Bombs may not be falling. The sound of gunfire does not concentrate the mind. What Mr. Obama has seen instead are the charts and graphs of a warming planet. “And they’re terrifying,” he said in a recent interview in Honolulu.
“What makes climate change difficult is that it is not an instantaneous catastrophic event,” he said. “It’s a slow-moving issue that, on a day-to-day basis, people don’t experience and don’t see.”
Climate change, Mr. Obama often says, is the greatest long-term threat facing the world, as well as a danger already manifesting itself as droughts, storms, heat waves and flooding. More than health care, more than righting a sinking economic ship, more than the historic first of an African-American president, he believes that his efforts to slow the warming of the planet will be the most consequential legacy of his presidency.

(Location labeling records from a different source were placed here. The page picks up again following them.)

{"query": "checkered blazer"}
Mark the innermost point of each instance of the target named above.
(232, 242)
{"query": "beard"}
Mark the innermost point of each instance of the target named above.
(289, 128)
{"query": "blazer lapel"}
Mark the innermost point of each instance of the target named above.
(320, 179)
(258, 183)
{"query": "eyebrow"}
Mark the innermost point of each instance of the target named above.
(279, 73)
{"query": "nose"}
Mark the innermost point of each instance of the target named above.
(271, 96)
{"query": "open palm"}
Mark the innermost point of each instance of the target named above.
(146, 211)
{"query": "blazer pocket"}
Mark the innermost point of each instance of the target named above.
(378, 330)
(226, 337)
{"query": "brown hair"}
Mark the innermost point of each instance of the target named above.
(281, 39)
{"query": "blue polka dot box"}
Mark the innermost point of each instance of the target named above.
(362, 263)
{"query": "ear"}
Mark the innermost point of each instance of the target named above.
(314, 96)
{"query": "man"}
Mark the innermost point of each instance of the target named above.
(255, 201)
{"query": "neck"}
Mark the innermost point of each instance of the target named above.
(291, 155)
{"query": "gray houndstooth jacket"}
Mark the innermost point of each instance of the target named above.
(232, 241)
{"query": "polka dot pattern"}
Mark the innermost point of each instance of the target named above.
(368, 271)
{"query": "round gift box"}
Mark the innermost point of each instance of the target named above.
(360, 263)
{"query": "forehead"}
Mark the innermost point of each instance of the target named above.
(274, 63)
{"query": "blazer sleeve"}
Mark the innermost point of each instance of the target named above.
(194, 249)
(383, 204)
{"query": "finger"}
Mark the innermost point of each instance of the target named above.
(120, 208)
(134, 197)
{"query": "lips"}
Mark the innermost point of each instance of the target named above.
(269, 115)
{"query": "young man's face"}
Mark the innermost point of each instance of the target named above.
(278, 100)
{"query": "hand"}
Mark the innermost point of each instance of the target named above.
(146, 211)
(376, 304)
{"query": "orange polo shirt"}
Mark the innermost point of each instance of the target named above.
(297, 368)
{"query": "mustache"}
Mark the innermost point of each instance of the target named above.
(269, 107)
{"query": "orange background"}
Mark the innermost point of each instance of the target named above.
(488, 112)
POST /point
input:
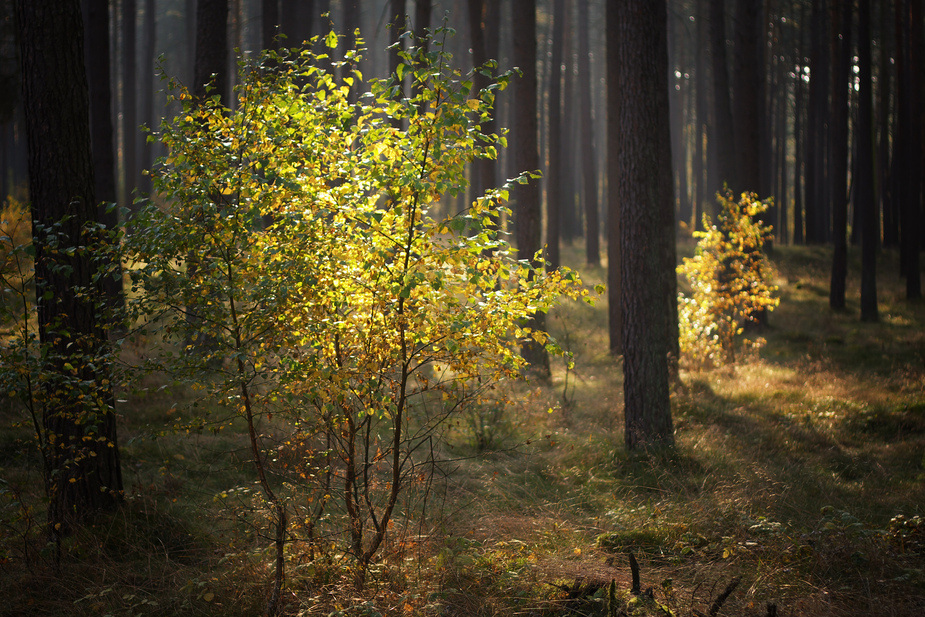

During his seven and a half years in office, Mr. Obama said, a majority of Americans have come to believe “that climate change is real, that it’s important and we should do something about it.” He enacted rules to cut planet-heating emissions across much of the United States economy, fromcars to coal plants. He was a central broker of the Paris climate agreement, the first accord committing nearly every country to reducing greenhouse gas emissions.
But while climate change has played to Mr. Obama’s highest ideals — critics would call them messianic impulses — it has also exposed his weaknesses, namely an inability to forge consensus, even within his own party, on a problem that demands a bipartisan response.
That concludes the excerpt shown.